Some of the outstanding persons trained by her were Chris Greet, the famous programme presenter on Radio Ceylon, in the 1950s and 60s, Andrew David now a director in his own music company, with his wife, Maryanne, Barry Whitington, humorist, and compere with the Donovan Andree shows, Eustace Fonseka, noted for his stage performances, apart from his career in the army, Anthea Peiris, also with Radio Ceylon, with a velvety flow of language, Fleurette de Silva, Rosemary Dabrera, Anne Loos, Heloise Perera, Travis Perera and Tony Singaraya, Christine Thambimuthu, a TV personality. There were many others.
Wendy Whatmore passed away in March 1989.
Wendy Whatmore’s daughter, Wendy Holsinger, with her husband, Monte, is now training a new generation of students at 13th Lane, Colombo 3.
The academy has expanded to serve many parts of Sri Lanka such as Batticaloa, Matara, Galle, Anuradhapura, Vavuniya, Marawila, Kurunegala, Matale..

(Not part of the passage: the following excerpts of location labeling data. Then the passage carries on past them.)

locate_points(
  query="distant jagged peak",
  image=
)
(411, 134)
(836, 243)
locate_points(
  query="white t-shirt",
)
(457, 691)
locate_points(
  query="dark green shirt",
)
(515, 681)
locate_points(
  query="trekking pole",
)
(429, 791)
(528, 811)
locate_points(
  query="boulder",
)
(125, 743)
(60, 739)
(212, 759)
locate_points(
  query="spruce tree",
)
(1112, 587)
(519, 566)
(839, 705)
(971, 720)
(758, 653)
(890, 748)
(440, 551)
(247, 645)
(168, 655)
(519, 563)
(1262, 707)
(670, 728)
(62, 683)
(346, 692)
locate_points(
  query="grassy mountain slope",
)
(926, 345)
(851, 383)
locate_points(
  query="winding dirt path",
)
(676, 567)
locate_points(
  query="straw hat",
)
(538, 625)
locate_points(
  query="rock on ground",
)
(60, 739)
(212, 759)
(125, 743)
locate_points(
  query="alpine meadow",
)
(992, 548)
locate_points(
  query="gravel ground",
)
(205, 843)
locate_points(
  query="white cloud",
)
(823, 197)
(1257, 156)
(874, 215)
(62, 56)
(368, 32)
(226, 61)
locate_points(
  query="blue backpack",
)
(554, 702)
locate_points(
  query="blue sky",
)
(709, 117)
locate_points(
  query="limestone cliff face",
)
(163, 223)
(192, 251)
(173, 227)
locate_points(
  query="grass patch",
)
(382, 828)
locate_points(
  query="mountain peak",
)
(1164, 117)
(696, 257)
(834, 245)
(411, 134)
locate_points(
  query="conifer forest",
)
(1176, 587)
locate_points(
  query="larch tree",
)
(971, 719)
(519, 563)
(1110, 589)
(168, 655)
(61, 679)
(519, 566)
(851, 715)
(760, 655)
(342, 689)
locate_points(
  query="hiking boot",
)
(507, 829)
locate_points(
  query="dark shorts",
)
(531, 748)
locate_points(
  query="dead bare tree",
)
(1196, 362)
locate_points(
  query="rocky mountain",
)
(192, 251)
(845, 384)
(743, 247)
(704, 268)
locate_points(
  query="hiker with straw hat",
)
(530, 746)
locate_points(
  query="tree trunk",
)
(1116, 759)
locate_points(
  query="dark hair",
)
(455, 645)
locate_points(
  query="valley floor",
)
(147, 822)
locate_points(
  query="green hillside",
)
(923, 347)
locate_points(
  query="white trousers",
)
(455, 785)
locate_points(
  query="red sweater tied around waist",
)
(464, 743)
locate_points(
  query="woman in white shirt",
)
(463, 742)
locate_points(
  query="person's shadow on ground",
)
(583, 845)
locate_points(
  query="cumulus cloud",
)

Wendy (affectionately known as Bundle), at the 75th anniversary celebrations, paid a tribute to about 200 teachers, both past and present, who were collectively responsible for developing the academy to the present level, a modern, vibrant organisation dedicated to imparting knowledge.
Director of the Academy, Monte Holsinger, said the expansion meant they now had to conduct courses for various professional bodies, especially the Business English Course.
Monte, a planter with academic qualifications is one of the pillars of the academy.
Its current Principal, Wendy II, is a source of inspiration to one and all.
An academic which came into being with just five youngsters now has more than 180 teaching centres countrywide with a countless number of students.
Rev. Marc Billimoria, Warden, S. Thomas’ College, Mount Lavinia, said, delivering his homily said he had no doubt that the current management of the academy would pass on the richness of the English language to the next generation.
Wendy Whatmore’s grandchildren are responsible youngsters with a clear mission and they will further develop the academy.